We describe 90 cases of BHD discovered in our literature search, in addition to our local case (Table 1) [1,2,3,4,5,6,7,8,9,10,11,12,13,14,15,16,17,18,19,20,21,22,23,24,25,26,27,28,29,30,31,32,33]. Cases were reported from the US, Spain, France, Turkey, Austria, and Australia. Spain appeared to have the most representation in the literature. Serious comorbidities were common, such as carcinomas of lung, prostate, and ovary, lymphoma, and cardiomyopathy. The cases demonstrate a variety of indications and dosages for anticoagulation (not shown in table). Indications for weight-based, full dose anticoagulation included atrial fibrillation, venous thromboembolism, aortic stenosis, left ventricular thrombus, and acute coronary syndromes. Patients also received primary prophylactic dosing for hospitalized patients. Before their incident BHD, most patients had not been exposed to anticoagulation. A minority of patients received warfarin before diagnosis; none received direct oral anticoagulants (DOAC). Most patients had normal PT and PTT values before initiation of anticoagulation, and were in therapeutic range while on treatment (not shown). A minority of patients were on aspirin at the time of diagnosis. Most patients had a punch skin biopsy, and all were negative for signs of vasculitis. Intraepidermal hemorrhage was the common pathological finding. The eruption was mainly located on the extremities, and less frequently on the torso.

Summary statistics were extracted based on our review of the literature (Table 2). The average case age was 72 ± 12, and there was a 1.9:1 male to female ratio. Enoxaparin was the most frequent culprit anticoagulant (66%), followed by fondaparinux (12%). On average, lesions appeared after 7 days of treatment (7.0 ± 6.4), and resolved after 2 weeks of discontinuation of anticoagulation (13.0 ± 7.4). Most cases of bullous lesions (67.9%) were reported on the extremities only, followed by torso and extremities (26.4% of cases). Lesions on the head and neck were rare (5.5%). Management consisted of discontinuation of culprit anticoagulant (57% of cases), continuation (23.1%), or treatment change or dose reduction (14.3%). There was no difference in time to resolution between patients who continued the culprit anticoagulant or changed to a different anticoagulant, and those who discontinued anticoagulation altogether (13.9 days vs. 12.1, p = 0.49).

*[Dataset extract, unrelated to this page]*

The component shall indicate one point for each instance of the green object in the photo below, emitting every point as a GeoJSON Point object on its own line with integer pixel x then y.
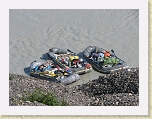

The review of BHD presented here is the largest collection of cases compiled from the English and Spanish literature to our knowledge. BHD has been documented in medical reports, but appears under-recognized in the clinical practice. We also presented a case from our own institution.

BHD is a non-immune dermatological eruption related to anticoagulation given for either primary or secondary prophylaxis. Enoxaparin is the most common culprit anticoagulant, followed by fondaparinux. Lesions are distant from the site of injection. Clinical or pathological signs of inflammation are absent. The extremities are the primary sites of eruptions in many cases. BHD caused by DOACs is not specified to date from several examples of large clinical trials for VTE treatment [34,35,36]. No patients in our series received DOACs before diagnosis.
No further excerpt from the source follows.